The homeless response system is already under-resourced. Simply changing definitions and eligibility to define more people as “homeless” only adds to the need without adding any more resources to help. It would be like building a larger hospital emergency room without adding the resources to help people maintain good health through adequate primary care. Moreover, it would be like telling the emergency room to serve patients on a “first come, first served” basis – regardless of acuity and severity of their health issue – rather than assisting those with life-threating injuries before attending to less urgent complaints.
Expanding the definition of homelessness is not an answer, and will not help our families living paycheck to paycheck. We do not want more people entering into our emergency shelter system – any more than we want more people presenting at emergency rooms instead of seeking appropriate primary care. We want more Connecticut residents in stable housing they can afford, in the communities where they work.

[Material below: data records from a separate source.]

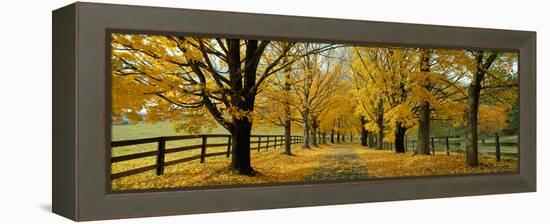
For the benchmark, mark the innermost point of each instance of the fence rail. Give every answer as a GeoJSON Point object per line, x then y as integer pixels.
{"type": "Point", "coordinates": [448, 141]}
{"type": "Point", "coordinates": [261, 142]}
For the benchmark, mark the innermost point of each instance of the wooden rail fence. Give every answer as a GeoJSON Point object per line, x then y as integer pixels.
{"type": "Point", "coordinates": [261, 142]}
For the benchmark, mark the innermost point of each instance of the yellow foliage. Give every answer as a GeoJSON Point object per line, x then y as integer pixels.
{"type": "Point", "coordinates": [389, 164]}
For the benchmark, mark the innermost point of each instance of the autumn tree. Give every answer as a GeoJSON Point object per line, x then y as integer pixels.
{"type": "Point", "coordinates": [316, 82]}
{"type": "Point", "coordinates": [489, 71]}
{"type": "Point", "coordinates": [185, 77]}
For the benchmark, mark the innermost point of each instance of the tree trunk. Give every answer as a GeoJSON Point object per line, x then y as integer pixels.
{"type": "Point", "coordinates": [305, 143]}
{"type": "Point", "coordinates": [473, 106]}
{"type": "Point", "coordinates": [423, 142]}
{"type": "Point", "coordinates": [314, 134]}
{"type": "Point", "coordinates": [370, 139]}
{"type": "Point", "coordinates": [288, 111]}
{"type": "Point", "coordinates": [380, 123]}
{"type": "Point", "coordinates": [364, 132]}
{"type": "Point", "coordinates": [288, 143]}
{"type": "Point", "coordinates": [399, 138]}
{"type": "Point", "coordinates": [243, 99]}
{"type": "Point", "coordinates": [471, 127]}
{"type": "Point", "coordinates": [497, 145]}
{"type": "Point", "coordinates": [240, 142]}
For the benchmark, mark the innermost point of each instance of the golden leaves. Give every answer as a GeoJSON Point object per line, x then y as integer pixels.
{"type": "Point", "coordinates": [389, 164]}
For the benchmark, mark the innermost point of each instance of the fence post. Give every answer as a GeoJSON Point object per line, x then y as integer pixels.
{"type": "Point", "coordinates": [497, 145]}
{"type": "Point", "coordinates": [203, 148]}
{"type": "Point", "coordinates": [433, 146]}
{"type": "Point", "coordinates": [447, 144]}
{"type": "Point", "coordinates": [160, 156]}
{"type": "Point", "coordinates": [406, 143]}
{"type": "Point", "coordinates": [228, 146]}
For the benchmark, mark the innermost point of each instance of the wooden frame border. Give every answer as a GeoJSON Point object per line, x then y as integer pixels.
{"type": "Point", "coordinates": [81, 128]}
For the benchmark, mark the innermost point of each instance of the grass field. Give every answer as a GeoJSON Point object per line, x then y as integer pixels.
{"type": "Point", "coordinates": [329, 162]}
{"type": "Point", "coordinates": [440, 145]}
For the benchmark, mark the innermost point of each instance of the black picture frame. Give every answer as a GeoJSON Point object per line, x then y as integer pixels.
{"type": "Point", "coordinates": [81, 111]}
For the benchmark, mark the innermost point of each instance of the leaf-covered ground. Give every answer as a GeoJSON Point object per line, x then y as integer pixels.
{"type": "Point", "coordinates": [330, 162]}
{"type": "Point", "coordinates": [385, 163]}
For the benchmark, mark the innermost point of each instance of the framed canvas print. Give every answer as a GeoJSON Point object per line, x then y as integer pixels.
{"type": "Point", "coordinates": [160, 111]}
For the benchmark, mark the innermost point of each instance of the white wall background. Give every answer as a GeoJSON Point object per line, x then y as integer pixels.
{"type": "Point", "coordinates": [25, 121]}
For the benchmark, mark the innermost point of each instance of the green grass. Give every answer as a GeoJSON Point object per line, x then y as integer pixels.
{"type": "Point", "coordinates": [440, 145]}
{"type": "Point", "coordinates": [149, 130]}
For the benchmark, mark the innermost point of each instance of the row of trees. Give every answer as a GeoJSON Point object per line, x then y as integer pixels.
{"type": "Point", "coordinates": [403, 88]}
{"type": "Point", "coordinates": [319, 89]}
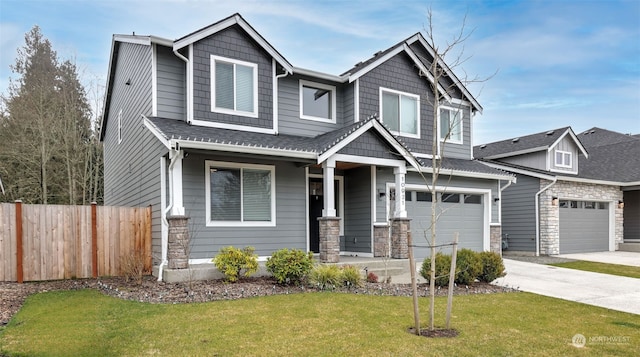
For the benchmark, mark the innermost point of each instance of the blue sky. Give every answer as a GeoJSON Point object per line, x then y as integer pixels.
{"type": "Point", "coordinates": [559, 62]}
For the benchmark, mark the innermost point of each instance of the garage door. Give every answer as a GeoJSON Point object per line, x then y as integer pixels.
{"type": "Point", "coordinates": [462, 213]}
{"type": "Point", "coordinates": [584, 226]}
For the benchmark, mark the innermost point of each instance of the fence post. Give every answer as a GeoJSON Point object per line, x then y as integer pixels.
{"type": "Point", "coordinates": [94, 240]}
{"type": "Point", "coordinates": [19, 253]}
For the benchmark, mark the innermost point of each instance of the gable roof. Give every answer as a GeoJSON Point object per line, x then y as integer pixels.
{"type": "Point", "coordinates": [380, 57]}
{"type": "Point", "coordinates": [595, 137]}
{"type": "Point", "coordinates": [526, 144]}
{"type": "Point", "coordinates": [235, 19]}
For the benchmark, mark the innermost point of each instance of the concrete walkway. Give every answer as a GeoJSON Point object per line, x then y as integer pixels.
{"type": "Point", "coordinates": [609, 291]}
{"type": "Point", "coordinates": [617, 257]}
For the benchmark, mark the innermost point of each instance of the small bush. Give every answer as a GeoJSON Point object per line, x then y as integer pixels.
{"type": "Point", "coordinates": [326, 276]}
{"type": "Point", "coordinates": [290, 266]}
{"type": "Point", "coordinates": [443, 267]}
{"type": "Point", "coordinates": [231, 261]}
{"type": "Point", "coordinates": [492, 267]}
{"type": "Point", "coordinates": [468, 266]}
{"type": "Point", "coordinates": [351, 276]}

Low wage workers, ALICE workers, are essential to the viability of our workplaces and the success our state. We cannot continue to ask our ALICE households to choose between food for their families, care for their children, and a place to call home. At this time when so many more households in our state are facing job loss and a decline in income on top of those already experiencing homelessness and housing challenges, it has never been more important for Connecticut to have both adequate investments in emergency shelter assistance and permanent housing.
Securing adequate investments in housing assistance is something that our state cannot do alone. Connecticut already spends a relatively greater share of its state budget on rental assistance than many states and our current budget situation remains bleak. Funding for housing and rental assistance has traditionally been a federal responsibility, but one that has seen declining investments relative to need in the last few decades. Connecticut needs the federal government to significantly step up the level of resources for homeless response and affordable housing.
In the near term, we need Congress to pass a COVID-19 Relief Package that includes additional resources for housing security and upstream supports to prevent homelessness and support those facing severe housing cost burdens.
Recently, the House of Representatives voted to approve the revised Heroes Act stimulus bill. Included in this bill is more than $59 billion in rent relief and other housing services. We also need to protect and expand the National Housing Trust Fund, which provides resources to states to expand and preserve their stock of affordable housing. And we need a larger, permanent commitment of federal resources to support the cost of rent for families across our nation who are working as hard as they can at the jobs available to them, and cannot make ends meet.
We urge Congress to fight to keep additional housing resources – starting with the Heroes Act. We urge Connecticut voters to make their voices heard on this important issue at the polls on November 3.
Lisa Tepper Bates is the President and CEO of the United Way of Connecticut and Richard Cho is the CEO of the Connecticut Coalition to End Homelessness. Between them, they have 30+ years of experience working in housing and homelessness.